After initial measurement, debt instruments at amortised cost are subsequently measured at amortised cost using the effective interest rate method, less impairment, if any.
- Financial assets at fair value through Other Comprehensive Income (FVOCI)
A financial asset is subsequently measured at fair value through other comprehensive income if it is held within a business model whose objective is achieved by both collecting contractual cash flows and selling financial assets and the contractual terms of the financial asset give rise on specified dates to cash flows that are solely payments of principal and interest on the principal amount outstanding.
On initial recognition of an equity investment that is not held for trading, the Company may irrevocably elect to present subsequent changes in the investment’s fair value in OCI (designated as FVOCI - equity investment).
- Financial assets at fair value through Profit or Loss (FVTPL)
Financial assets which are not classified in any of the above categories are subsequently fair valued through profit or loss.
(c) De-recognition
The Company derecognizes a financial asset when the contractual rights to the cash flows from the financial asset expire or it transfers the financial asset and the transfer qualifies for de-recognition under Ind AS 109.
(d) Impairment
The Company recognizes loss allowances using the Expected Credit Loss (ECL) model for the financial assets which are not fair valued through Profit and Loss / OCI. Loss allowance for trade receivables with no significant financing component is measured at an amount equal to lifetime ECL. For all other financial assets, expected credit losses are measured at an amount equal to the 12-month ECL, unless there has been a significant increase in credit risk from initial recognition in which case those are measured at lifetime ECL. The amount of expected credit losses (or reversal) that is required to adjust the loss allowance at the reporting date to the amount that is required to be recognised is treated as an impairment gain or loss in Statement of Profit and Loss.

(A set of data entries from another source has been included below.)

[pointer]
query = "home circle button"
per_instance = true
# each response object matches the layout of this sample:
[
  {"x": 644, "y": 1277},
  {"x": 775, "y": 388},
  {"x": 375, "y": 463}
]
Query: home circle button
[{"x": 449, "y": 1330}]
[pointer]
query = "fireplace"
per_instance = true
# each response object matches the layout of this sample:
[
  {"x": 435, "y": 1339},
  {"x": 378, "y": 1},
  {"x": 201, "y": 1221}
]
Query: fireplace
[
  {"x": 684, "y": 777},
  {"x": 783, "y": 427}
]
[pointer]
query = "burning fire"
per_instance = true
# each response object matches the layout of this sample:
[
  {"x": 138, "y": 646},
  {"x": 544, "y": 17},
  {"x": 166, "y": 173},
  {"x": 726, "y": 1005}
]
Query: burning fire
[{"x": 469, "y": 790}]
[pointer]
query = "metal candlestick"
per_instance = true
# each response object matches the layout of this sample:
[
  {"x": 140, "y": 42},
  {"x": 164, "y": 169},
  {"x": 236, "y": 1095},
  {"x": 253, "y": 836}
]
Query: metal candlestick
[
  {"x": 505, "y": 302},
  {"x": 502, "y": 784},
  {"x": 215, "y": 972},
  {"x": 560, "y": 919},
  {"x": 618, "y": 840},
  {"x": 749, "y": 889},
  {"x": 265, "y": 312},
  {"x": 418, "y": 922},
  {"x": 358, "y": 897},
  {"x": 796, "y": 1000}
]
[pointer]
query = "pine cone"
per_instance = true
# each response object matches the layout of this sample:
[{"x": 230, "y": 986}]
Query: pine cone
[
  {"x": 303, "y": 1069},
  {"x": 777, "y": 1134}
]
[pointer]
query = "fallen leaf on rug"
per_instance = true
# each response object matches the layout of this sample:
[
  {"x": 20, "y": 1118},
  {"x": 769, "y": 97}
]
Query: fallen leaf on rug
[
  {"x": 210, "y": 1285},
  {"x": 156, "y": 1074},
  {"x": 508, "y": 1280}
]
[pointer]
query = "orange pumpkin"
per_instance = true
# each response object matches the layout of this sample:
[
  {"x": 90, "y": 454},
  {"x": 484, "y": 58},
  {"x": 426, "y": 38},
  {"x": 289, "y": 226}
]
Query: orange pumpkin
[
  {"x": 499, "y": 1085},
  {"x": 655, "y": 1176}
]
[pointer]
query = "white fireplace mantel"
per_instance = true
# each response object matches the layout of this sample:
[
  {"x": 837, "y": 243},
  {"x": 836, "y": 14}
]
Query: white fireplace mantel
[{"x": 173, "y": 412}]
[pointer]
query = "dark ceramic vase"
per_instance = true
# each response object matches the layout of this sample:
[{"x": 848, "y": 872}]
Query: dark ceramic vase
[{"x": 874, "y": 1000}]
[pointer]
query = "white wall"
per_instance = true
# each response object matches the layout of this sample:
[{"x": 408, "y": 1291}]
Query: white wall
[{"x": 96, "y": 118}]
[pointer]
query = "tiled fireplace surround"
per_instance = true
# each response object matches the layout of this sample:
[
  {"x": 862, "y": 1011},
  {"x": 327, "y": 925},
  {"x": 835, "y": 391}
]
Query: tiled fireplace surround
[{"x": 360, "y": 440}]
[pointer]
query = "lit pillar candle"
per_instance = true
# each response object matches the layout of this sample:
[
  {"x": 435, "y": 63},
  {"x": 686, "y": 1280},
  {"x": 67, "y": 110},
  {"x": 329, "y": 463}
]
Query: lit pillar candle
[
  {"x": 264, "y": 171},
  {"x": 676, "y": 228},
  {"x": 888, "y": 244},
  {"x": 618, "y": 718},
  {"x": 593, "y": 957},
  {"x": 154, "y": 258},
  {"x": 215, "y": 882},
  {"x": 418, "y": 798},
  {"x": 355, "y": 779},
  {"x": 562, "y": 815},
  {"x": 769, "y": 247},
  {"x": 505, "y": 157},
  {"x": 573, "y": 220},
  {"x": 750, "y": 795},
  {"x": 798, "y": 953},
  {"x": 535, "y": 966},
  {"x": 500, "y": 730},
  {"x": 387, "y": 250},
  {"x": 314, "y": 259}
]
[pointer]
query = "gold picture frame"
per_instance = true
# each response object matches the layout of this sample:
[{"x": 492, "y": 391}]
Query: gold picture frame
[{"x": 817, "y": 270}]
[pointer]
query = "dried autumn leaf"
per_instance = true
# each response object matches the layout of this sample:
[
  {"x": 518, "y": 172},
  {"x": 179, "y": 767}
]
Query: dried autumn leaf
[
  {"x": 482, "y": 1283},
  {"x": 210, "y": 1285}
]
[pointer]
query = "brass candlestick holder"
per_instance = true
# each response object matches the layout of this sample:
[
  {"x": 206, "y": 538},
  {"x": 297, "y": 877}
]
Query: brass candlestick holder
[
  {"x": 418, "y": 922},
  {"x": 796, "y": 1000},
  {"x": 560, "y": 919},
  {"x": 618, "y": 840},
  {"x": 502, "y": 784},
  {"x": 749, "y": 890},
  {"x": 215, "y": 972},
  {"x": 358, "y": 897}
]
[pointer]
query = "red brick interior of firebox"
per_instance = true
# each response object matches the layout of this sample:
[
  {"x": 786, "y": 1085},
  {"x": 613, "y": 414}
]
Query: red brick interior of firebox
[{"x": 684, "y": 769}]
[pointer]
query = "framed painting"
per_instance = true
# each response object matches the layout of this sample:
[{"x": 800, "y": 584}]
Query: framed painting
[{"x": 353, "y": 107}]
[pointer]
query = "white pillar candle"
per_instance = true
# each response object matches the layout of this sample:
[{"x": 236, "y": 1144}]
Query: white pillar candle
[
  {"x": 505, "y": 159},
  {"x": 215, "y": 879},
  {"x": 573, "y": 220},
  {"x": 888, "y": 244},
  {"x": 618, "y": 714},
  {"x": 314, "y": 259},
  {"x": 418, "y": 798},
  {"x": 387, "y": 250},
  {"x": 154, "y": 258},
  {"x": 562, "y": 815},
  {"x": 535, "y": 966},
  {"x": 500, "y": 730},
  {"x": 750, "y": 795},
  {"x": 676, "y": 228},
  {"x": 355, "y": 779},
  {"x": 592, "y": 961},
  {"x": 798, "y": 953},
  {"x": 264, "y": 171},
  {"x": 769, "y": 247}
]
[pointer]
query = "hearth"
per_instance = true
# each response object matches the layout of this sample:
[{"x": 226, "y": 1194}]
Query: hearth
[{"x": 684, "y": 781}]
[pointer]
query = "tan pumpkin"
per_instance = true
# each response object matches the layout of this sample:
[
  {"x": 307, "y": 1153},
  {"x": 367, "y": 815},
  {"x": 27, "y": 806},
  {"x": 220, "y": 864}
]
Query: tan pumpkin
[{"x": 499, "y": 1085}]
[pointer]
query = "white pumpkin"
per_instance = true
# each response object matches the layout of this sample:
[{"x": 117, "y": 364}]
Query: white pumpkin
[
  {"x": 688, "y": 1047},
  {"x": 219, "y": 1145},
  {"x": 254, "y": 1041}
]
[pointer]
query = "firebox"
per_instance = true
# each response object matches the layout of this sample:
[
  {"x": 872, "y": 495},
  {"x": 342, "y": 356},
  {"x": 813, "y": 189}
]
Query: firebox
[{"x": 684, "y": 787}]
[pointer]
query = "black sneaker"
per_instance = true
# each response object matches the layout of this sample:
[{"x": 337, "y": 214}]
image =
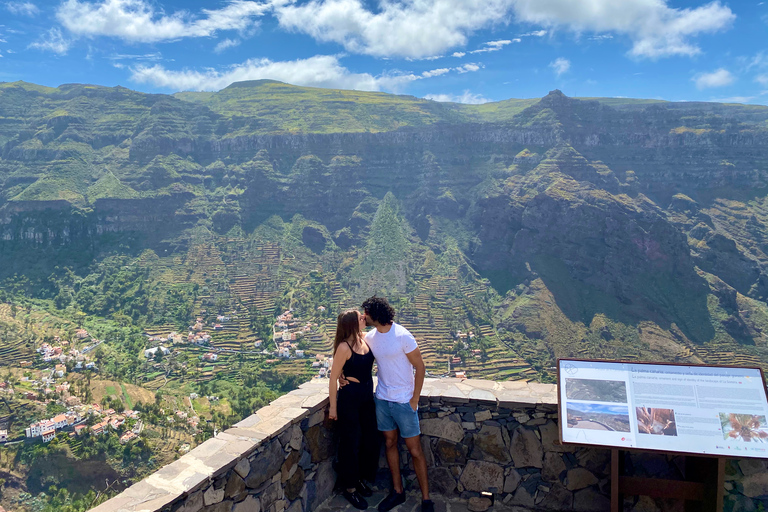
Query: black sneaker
[
  {"x": 355, "y": 499},
  {"x": 391, "y": 501},
  {"x": 363, "y": 489}
]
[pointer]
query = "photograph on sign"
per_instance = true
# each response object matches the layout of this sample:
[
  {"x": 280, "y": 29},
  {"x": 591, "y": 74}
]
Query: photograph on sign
[{"x": 688, "y": 409}]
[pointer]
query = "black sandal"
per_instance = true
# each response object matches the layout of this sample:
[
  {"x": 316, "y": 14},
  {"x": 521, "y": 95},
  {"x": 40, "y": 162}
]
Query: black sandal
[
  {"x": 363, "y": 489},
  {"x": 355, "y": 499}
]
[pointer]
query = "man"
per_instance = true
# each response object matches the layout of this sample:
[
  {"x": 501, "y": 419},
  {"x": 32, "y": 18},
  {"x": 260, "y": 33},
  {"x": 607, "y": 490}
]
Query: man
[{"x": 397, "y": 396}]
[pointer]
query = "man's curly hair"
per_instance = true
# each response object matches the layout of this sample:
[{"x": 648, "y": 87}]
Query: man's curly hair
[{"x": 379, "y": 310}]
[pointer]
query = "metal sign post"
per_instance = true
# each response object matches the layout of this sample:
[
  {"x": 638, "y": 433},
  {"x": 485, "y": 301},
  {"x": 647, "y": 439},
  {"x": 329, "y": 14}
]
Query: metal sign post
[{"x": 704, "y": 412}]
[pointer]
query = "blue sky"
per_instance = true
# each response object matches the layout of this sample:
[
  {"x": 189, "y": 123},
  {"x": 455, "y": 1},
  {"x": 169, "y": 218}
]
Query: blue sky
[{"x": 448, "y": 50}]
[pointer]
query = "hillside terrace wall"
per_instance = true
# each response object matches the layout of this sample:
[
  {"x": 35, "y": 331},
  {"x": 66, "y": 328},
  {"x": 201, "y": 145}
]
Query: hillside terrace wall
[{"x": 479, "y": 435}]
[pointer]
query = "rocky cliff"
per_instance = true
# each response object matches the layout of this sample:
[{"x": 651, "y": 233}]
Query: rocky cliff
[{"x": 636, "y": 229}]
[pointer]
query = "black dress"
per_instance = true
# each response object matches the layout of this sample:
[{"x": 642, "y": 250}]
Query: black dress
[{"x": 359, "y": 437}]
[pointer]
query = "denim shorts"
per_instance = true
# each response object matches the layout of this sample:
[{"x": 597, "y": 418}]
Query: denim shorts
[{"x": 395, "y": 415}]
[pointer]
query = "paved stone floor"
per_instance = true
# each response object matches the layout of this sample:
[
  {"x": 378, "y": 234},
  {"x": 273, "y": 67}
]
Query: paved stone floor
[{"x": 338, "y": 503}]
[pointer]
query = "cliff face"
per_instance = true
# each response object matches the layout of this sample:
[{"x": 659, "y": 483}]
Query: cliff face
[{"x": 630, "y": 209}]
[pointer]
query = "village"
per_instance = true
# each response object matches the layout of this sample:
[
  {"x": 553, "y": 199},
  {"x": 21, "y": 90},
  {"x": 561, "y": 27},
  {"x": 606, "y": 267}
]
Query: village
[{"x": 288, "y": 332}]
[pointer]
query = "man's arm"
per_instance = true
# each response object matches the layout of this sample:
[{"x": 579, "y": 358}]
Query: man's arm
[{"x": 421, "y": 370}]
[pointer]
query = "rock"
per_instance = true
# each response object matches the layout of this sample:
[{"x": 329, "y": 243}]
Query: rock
[
  {"x": 271, "y": 494},
  {"x": 482, "y": 476},
  {"x": 305, "y": 461},
  {"x": 558, "y": 498},
  {"x": 296, "y": 506},
  {"x": 476, "y": 504},
  {"x": 265, "y": 465},
  {"x": 489, "y": 445},
  {"x": 296, "y": 437},
  {"x": 294, "y": 484},
  {"x": 751, "y": 466},
  {"x": 645, "y": 504},
  {"x": 589, "y": 500},
  {"x": 320, "y": 443},
  {"x": 451, "y": 453},
  {"x": 512, "y": 481},
  {"x": 427, "y": 449},
  {"x": 235, "y": 486},
  {"x": 193, "y": 503},
  {"x": 243, "y": 467},
  {"x": 289, "y": 465},
  {"x": 222, "y": 506},
  {"x": 250, "y": 504},
  {"x": 322, "y": 484},
  {"x": 550, "y": 438},
  {"x": 553, "y": 466},
  {"x": 212, "y": 496},
  {"x": 525, "y": 449},
  {"x": 594, "y": 460},
  {"x": 579, "y": 478},
  {"x": 445, "y": 428},
  {"x": 482, "y": 415},
  {"x": 756, "y": 485},
  {"x": 442, "y": 481},
  {"x": 523, "y": 498}
]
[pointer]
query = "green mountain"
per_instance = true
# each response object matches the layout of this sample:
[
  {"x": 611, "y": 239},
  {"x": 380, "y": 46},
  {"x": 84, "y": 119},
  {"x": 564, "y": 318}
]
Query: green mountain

(ii) Financial Liabilities
(a) Initial recognition and measurement
The Company’s financial liabilities include trade and other payables, loans and borrowings including bank overdrafts, financial guarantee contracts and derivative financial instruments.
Financial liabilities are classified, at initial recognition, as at fair value through profit and loss or as those measured at amortised cost.
(b) Subsequent measurement
The subsequent measurement of financial liabilities depends on their classification as follows:
- Financial liabilities at fair value through Profit and Loss
Financial liabilities at fair value through profit and loss include financial liabilities held for trading. The Company has not designated any financial liabilities upon initial recognition at fair value through profit and loss.
- Financial liabilities measured at Amortised Cost
After initial recognition, interest bearing loans and borrowings are subsequently measured at amortised cost using the effective interest rate method except for those designated in an effective hedging relationship.
(c) De-recognition
A financial liability (or a part of a financial liability) is derecognized from the Company’s balance sheet when the obligation specified in the contract is discharged or cancelled or expires.
q) Segment reporting
Operating Segments are identified based on monitoring of operating results by the Chief Operating Decision Maker (CODM) separately for the purpose of making decisions about resource allocation and performance assessment. Segment performance is evaluated based on profit or loss and is measured consistently with profit or loss of the Company.